B5で40ページ余の分量だが、これに126項目、20頁余の引用資料が充実している。ありがたいことに、その全文がネットで読める。関東学院に感謝しつつ、司法問題に関心のある方には、閲覧をお勧めしたい。

https://kguopac.kanto-gakuin.ac.jp/webopac/bdyview.do?bodyid=NI30003367&elmid=Body&fname=007.pdf

研究者の論文を読むのは骨が折れて億劫だと仰る方は、せめて下記の私の拙い要約に目を通していただきたい。

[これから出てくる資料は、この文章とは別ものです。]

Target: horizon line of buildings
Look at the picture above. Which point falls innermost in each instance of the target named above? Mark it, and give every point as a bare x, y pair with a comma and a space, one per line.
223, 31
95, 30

宮本論文の主題は、「ニホン刑事司法の古層には、今なお、過去の《思想司法=モラル司法》が脈々と永らえている」という表題のとおりのもの。言うまでもなく過去の《思想司法》とは、「万世一系の國體護持」という「思想」(ないしは信仰)の擁護を主柱とする刑事司法である。天子様に弓を引く極悪な非国民をしょっぴいて処罰する糾問型司法制度を言う。のみならず、《思想司法》は《モラル司法》でもあったというのが、政治学者ではなく刑事法学者である論者の重要な指摘。《モラル司法》とは、皇国臣民としての道徳を規範とした刑事司法といってよいだろう。転向し反省して、皇国臣民としての規範を受容する恭順者に対しては、畏れ多くも皇恩が寛大なる処遇を賜るであろうという文字どおり、天皇の天皇による天皇のための刑事司法なのだ。そのかつての刑事司法の抜きがたい伝統は、今なお古層として現在も生き続けているというのだ。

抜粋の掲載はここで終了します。